At the moment, I’m disappointed to announce, an article by Sean Penn is at the top of Blogdex. (for the uninitiated, Blogdex is one of several sites that analyzes and ranks what people are talking about online). Would this article get this much attention if it was written by, say, Ed Wilkowsky of Bent Elbow, Saskatchewan? I think not.
I’ve only skimmed this article, because Penn’s opinions about Iraq don’t interest me. Why don’t they interest me? Because he’s a frickin’ actor! If he wants some credibility, then he should go study foreign policy for a few years, or work internationally as a journalist, not prance like some melancholic baboon in the moving pictures. I should note, that, while I don’t much care for Mr. Penn’s work, this rule applies to almost all celebrities.

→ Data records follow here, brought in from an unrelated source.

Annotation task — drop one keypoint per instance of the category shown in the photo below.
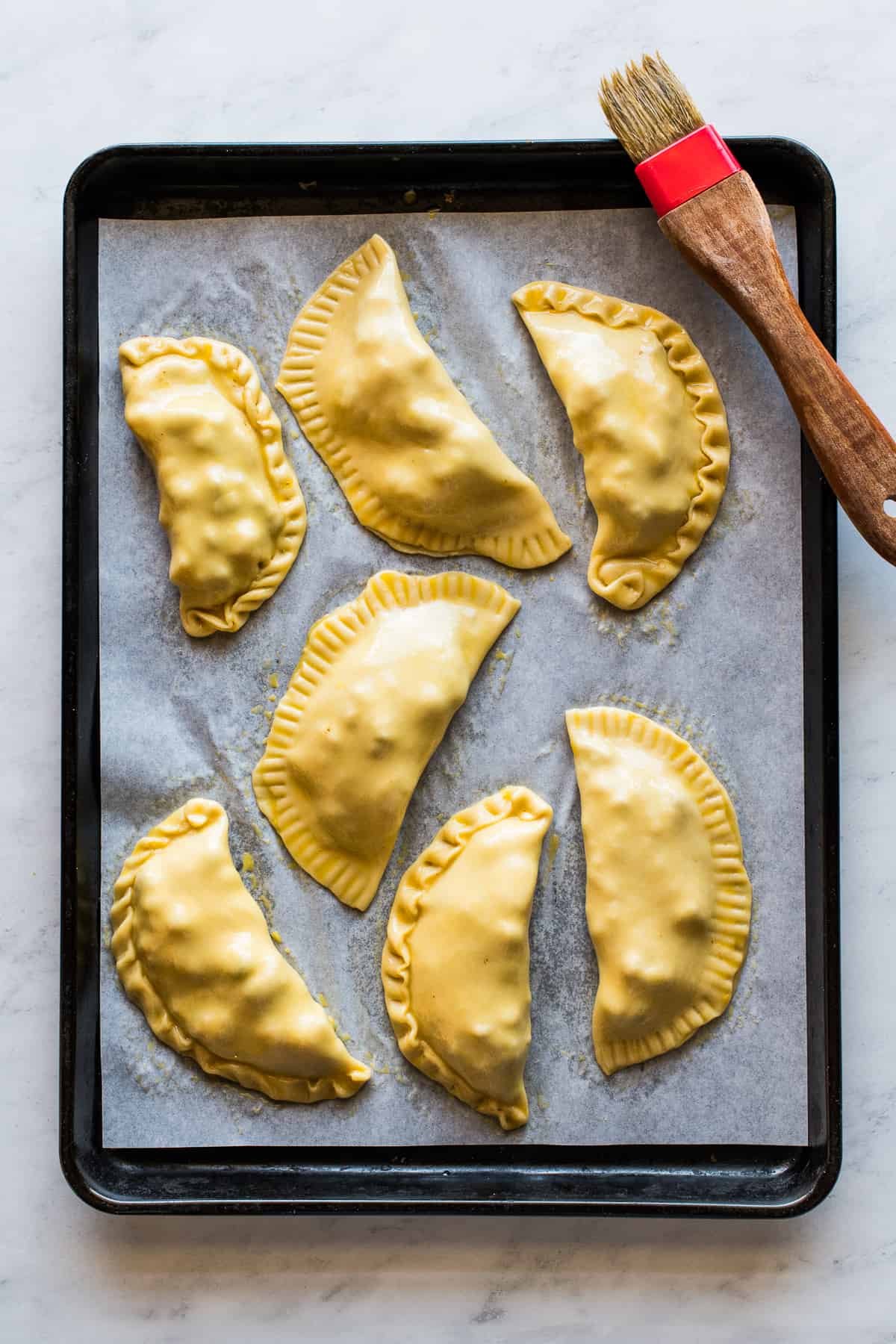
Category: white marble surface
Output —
(80, 77)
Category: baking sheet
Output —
(718, 656)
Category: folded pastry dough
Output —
(378, 685)
(414, 461)
(227, 497)
(649, 423)
(455, 964)
(193, 953)
(668, 900)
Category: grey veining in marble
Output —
(82, 77)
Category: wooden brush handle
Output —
(726, 234)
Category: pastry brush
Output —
(714, 214)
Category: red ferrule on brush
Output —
(685, 168)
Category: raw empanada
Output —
(414, 461)
(193, 953)
(455, 964)
(227, 497)
(378, 685)
(648, 420)
(668, 898)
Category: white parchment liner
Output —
(718, 655)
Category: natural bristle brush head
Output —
(648, 108)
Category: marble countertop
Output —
(100, 73)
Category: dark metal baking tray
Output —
(187, 181)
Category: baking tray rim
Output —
(691, 1180)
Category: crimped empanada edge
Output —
(659, 567)
(734, 893)
(352, 882)
(193, 816)
(435, 859)
(260, 413)
(296, 382)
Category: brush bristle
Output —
(648, 108)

I’m desperately tired of spokespersons of all political flavour and background weighing in on issues. They may have a speaking platform, but generally they’ve only got platitudes and baseless suggestions. Whether its Charlton Heston (he may be firearms industry expert, but I certainly haven’t gotten that impression) or Janeane Garofalo, stick to what you do best: entertaining us. I’m opposed to innter-city sweatshops because they’re exploitative, not because (the hotness that is) Julie Stiles thinks they’re totally lame.
I can hear my dear readers protesting already: “but they give voice to an important issue!” Indeed, certain celebrities may highlight issues that are important to you. However, the sum total of all famous people everywhere weighing in on their favourite issues only raises the general din of advocacy. Nobody benefits.

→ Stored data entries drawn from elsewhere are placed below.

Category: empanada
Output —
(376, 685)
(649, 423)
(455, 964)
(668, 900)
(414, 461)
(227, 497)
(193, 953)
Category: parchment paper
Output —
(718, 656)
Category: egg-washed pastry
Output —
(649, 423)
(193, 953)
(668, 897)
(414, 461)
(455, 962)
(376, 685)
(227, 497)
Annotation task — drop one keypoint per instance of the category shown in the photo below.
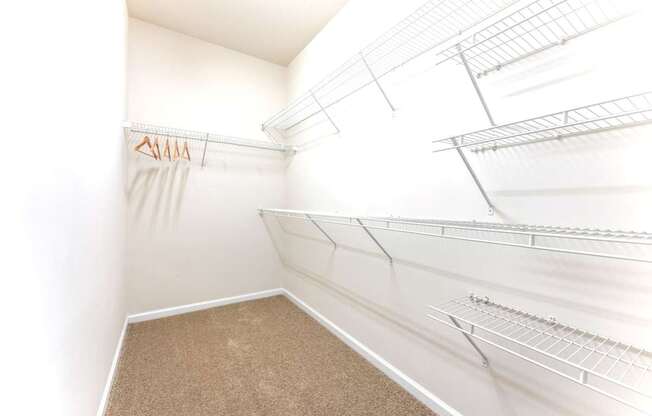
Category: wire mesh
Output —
(605, 243)
(534, 28)
(579, 354)
(430, 26)
(609, 115)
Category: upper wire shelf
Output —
(204, 137)
(540, 25)
(579, 241)
(608, 115)
(618, 370)
(430, 26)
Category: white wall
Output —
(194, 234)
(382, 164)
(63, 204)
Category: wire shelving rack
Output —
(540, 25)
(608, 115)
(618, 370)
(429, 27)
(595, 242)
(136, 129)
(533, 28)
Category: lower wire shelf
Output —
(614, 369)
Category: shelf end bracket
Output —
(380, 246)
(485, 361)
(377, 82)
(321, 230)
(323, 110)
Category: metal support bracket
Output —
(323, 110)
(322, 230)
(491, 120)
(475, 85)
(377, 82)
(391, 260)
(203, 156)
(485, 361)
(475, 177)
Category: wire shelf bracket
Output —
(380, 246)
(542, 238)
(321, 230)
(431, 26)
(619, 113)
(540, 25)
(380, 87)
(606, 366)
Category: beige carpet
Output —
(258, 358)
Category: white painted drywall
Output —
(194, 234)
(382, 164)
(63, 203)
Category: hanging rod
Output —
(204, 137)
(615, 114)
(525, 236)
(433, 24)
(602, 364)
(539, 26)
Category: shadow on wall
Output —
(155, 195)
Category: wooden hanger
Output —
(177, 155)
(156, 149)
(143, 142)
(166, 150)
(186, 152)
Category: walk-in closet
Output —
(327, 208)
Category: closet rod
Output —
(531, 237)
(204, 137)
(613, 368)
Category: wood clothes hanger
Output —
(143, 142)
(156, 149)
(186, 152)
(177, 155)
(166, 150)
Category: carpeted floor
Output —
(258, 358)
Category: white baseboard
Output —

Maybe when, you know, Bach was explaining to crowds about the plague-stricken, sewer-dwelling homeless, he might have gotten some traction. But once Pachelbel started arguing for musket control, and Vivaldi advocated more public hangings, and Corelli worried about horse-and-carriage pollution, the public stopped paying attention. Just play the music, boys.
I make two exceptions to this rule: benefit concerts and expert celebrities. At benefit concerts, celebrities are really just applying their core activity–the singing, the dancing, the what-have-you–to a cause they believe in. That’s admirable, and is the same as me writing marketing content for, say, Sierra Legal. If they want to hold forth on AIDS or Our Troops Overseas at these events, then fine. After all, they’re preaching to the masses.

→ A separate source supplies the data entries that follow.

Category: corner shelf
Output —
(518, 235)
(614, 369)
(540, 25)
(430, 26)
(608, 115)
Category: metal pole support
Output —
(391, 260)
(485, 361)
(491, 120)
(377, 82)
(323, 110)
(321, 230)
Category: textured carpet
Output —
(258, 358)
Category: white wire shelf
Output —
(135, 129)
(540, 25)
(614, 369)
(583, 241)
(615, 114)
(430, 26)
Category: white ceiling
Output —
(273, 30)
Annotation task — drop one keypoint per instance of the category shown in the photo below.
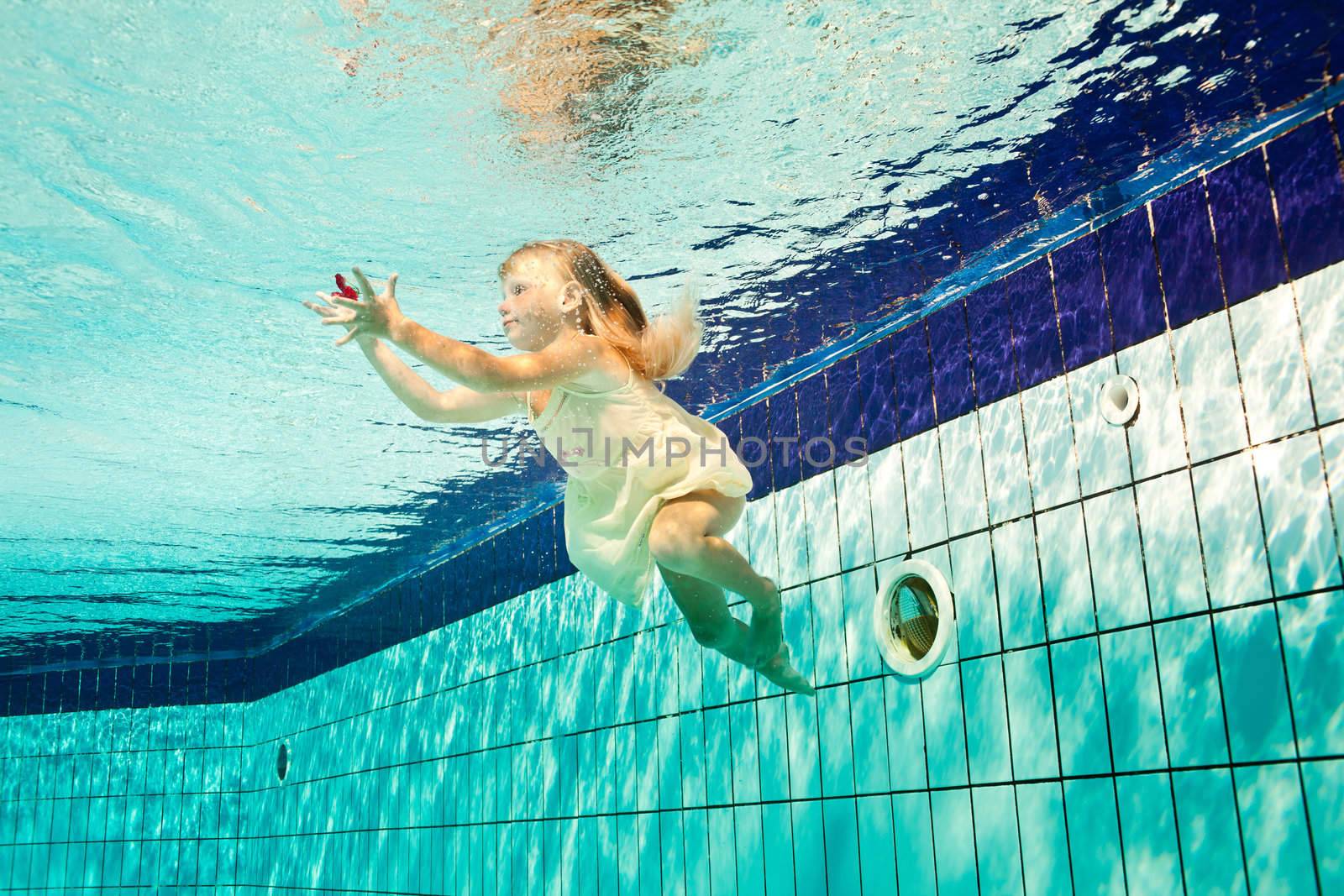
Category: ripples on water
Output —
(181, 443)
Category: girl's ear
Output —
(571, 296)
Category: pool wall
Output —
(1142, 692)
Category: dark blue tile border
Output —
(1131, 271)
(1186, 254)
(1310, 195)
(1249, 248)
(1084, 315)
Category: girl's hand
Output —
(376, 315)
(338, 315)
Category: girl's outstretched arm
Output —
(378, 315)
(429, 403)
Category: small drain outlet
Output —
(913, 618)
(1120, 399)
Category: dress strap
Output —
(629, 380)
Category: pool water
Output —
(942, 230)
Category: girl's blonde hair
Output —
(658, 349)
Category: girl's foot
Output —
(766, 625)
(780, 671)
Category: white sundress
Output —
(618, 448)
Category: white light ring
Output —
(897, 656)
(1119, 399)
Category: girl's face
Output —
(537, 309)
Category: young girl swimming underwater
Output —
(649, 484)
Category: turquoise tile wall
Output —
(121, 801)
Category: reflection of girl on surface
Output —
(649, 484)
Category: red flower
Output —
(346, 289)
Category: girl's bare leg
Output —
(714, 626)
(687, 539)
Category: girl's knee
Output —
(710, 633)
(671, 543)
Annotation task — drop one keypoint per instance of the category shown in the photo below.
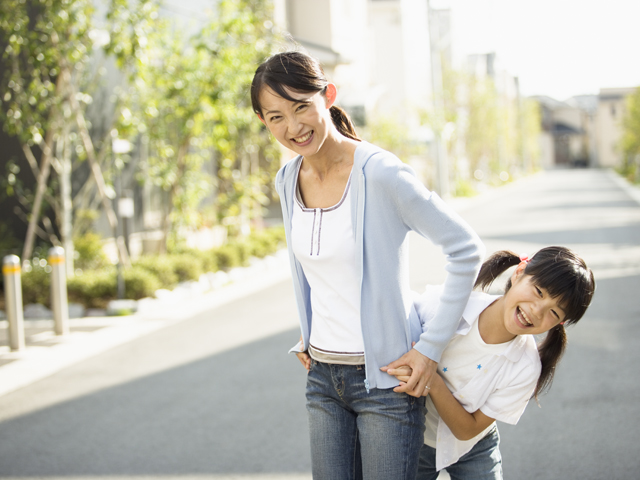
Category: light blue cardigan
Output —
(395, 202)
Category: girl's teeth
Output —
(304, 138)
(522, 317)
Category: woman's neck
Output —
(491, 324)
(336, 151)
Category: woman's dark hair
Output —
(565, 276)
(299, 72)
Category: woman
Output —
(348, 207)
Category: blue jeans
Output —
(482, 462)
(355, 434)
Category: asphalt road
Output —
(217, 396)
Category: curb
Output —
(37, 362)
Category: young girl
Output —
(347, 208)
(492, 366)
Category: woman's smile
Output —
(303, 140)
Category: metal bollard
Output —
(13, 300)
(59, 303)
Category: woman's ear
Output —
(330, 95)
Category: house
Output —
(611, 108)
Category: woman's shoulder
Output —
(380, 165)
(287, 169)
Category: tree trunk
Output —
(123, 256)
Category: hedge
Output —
(94, 288)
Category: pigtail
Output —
(550, 350)
(494, 266)
(343, 123)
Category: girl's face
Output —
(302, 125)
(529, 309)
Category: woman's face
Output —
(529, 308)
(302, 125)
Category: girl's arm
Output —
(463, 425)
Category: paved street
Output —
(217, 396)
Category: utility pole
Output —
(442, 160)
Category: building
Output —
(611, 109)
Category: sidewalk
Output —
(47, 353)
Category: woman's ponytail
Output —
(494, 266)
(343, 123)
(550, 350)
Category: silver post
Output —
(59, 303)
(13, 300)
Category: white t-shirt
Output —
(323, 242)
(498, 379)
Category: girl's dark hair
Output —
(299, 72)
(565, 276)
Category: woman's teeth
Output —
(304, 138)
(523, 317)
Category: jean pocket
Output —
(312, 363)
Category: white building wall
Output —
(611, 110)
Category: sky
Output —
(558, 48)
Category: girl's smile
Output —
(524, 309)
(304, 140)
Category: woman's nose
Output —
(293, 125)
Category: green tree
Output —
(189, 100)
(630, 140)
(48, 80)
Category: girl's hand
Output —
(436, 382)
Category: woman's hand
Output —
(305, 360)
(422, 370)
(303, 356)
(401, 373)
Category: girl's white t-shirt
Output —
(323, 242)
(499, 382)
(460, 362)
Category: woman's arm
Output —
(463, 425)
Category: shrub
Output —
(206, 258)
(36, 285)
(94, 288)
(227, 256)
(161, 266)
(89, 252)
(186, 267)
(139, 283)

Informed, well-read expert celebrities are few and far between. Generally, they’re famous because of their work in a given field, not because they’re actors , singers or (shudder) ‘it girls’. Michael Moore is a good example, as is Stephen Hawking. Now, I don’t want to hear Moore discuss quantum physics or Hawking discuss firearms control, but you get the idea. Also, if a mainstream celebrity has dedicated considerable time and effort to an issue, I’m likely to pay some attention. For example, Tim Robbins has been a lifelong environmentalist.
Also, I don’t mind them making appearances on humiliating game shows that illustrate their ignorance for charities.